Nació así la microbiología (el estudio de los organismos no visibles con el ojo
humano).

El único descubrimiento de la época que puede compararse con los trabajos de


van Leeuwenhoek, al menos por su significación futura fue el del científico
inglés Robert Hooke (1635-1703). El microscopio lo fascinaba y realizó uno de
los mejores trabajos en esa entonces rama científica. En 1665 publicó un
libro, Micrographia, en el cual pueden encontrarse algunos de los mejores
dibujos que se hayan hecho de observaciones microscópicas. La observación
simple más importante fue la de un delgado trozo de corcho. Hooke observó que
estaba constituido por una fina trama de pequeñas celdillas rectangulares, que
llamó “células”, un término habitual para designar pequeñas habitaciones. Su
descubrimiento tuvo posteriormente importantes consecuencias.

CLASIFICACIÓN DE LA VIDA

LA GENERACIÓN ESPONTÁNEA

Aunque era fácil comprobar que los seres humanos y los animales de gran
tamaño procedían del cuerpo de sus madres o de huevos puestos por ellas, ello
no resultaba muy claro en el caso de los animales pequeños. Hasta la época
moderna, se daba por sentado que seres como los gusanos y los insectos se
desarrollaban a partir de la carne u otras sustancias en descomposición. Dicho
origen de la vida a partir de la materia inanimada se denominaba “generación
espontánea”.
Una de las pocas excepciones fue Harvey, que, en su libro sobre la circulación
de la sangre, insistía con la idea de que tal vez esos minúsculos seres procedían
de semillas o huevos demasiado pequeños para poder ser observados. Era una
opinión lógica en un biólogo que se inclinaba a pensar asimismo en la existencia
de vasos sanguíneos demasiado pequeños para ser observados.
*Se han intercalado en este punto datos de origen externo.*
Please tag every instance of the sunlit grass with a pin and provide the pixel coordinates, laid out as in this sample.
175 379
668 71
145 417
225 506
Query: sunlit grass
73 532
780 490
Un médico italiano, Francesco Redi (1626-1697), impresionado después de leer


a Harvey, decidió someter a prueba su hipótesis. En 1668 preparó ocho frascos
que contenían varias clases de carne. Cerró herméticamente cuatro de ellos,
dejando abiertos los demás. Las moscas sólo podían posarse en estos últimos, y
sólo en ellos se desarrollaron larvas. La carne contenida en los frascos cerrados
entró en descomposición y se pudrió, pero en ella no se desarrollaron
larvas. Redi repitió la experiencia cubriendo los frascos con gasa, en lugar de
cerrarlos herméticamente. En esta forma, el aire llegaba a la carne, no así las
moscas. Tampoco aparecieron larvas.

En consecuencia, resultaba evidente que las larvas no se originaban en la


carne, sino que procedían de los huevos de las moscas. A partir de ese momento,
la biología podía haber abandonado el concepto de generación espontánea. Pero
las consecuencias del experimento de Redi fueron atenuadas por el
descubrimiento de los protozoarios, que por la misma época realizó
van Leeuwenhoek. Veamos por qué. Las moscas y las larvas son organismos
complejos, aunque resulten simples en relación al hombre. Los protozoarios no
eran mayores que los huevos de mosca y eran organismos extremadamente
simples. Seguramente, ellos también se originaban por generación espontánea.
El argumento parecía confirmarse por el hecho comprobado de que cuando se
mantenían en reposo sustancias nutritivas que no contenían protozoarios, pronto
se observaba la aparición de numerosos pequeños organismos. La cuestión de la
generación espontánea formaba parte de una teoría más amplia que iba a
retomar nuevo impulso en los siglos XVIII y XIX: la de los vitalistas frente a los
mecanicistas.

La filosofía del vitalismo fue expuesta con claridad por el médico


alemán Georg Ernst Stahl (1660-1734), que es más famoso por sus teorías
referentes al “flogisto”, una sustancia que se suponía existente en sustancias que
podían arder, como la madera, u oxidarse, como el hierro. Según Stahl, cuando
la madera ardía y el hierro se oxidaba, dichas materias liberaban flogisto. Para
explicar el hecho de que los metales que se oxidaban aumentaban de peso,
algunos químicos expusieron la idea de que el flogisto tenía peso negativo.
Cuando el metal se liberaba de él, ganaba peso. Esta teoría resultó atrayente
para los químicos, la mayoría de los cuales lo aceptaron durante el siglo XVIII.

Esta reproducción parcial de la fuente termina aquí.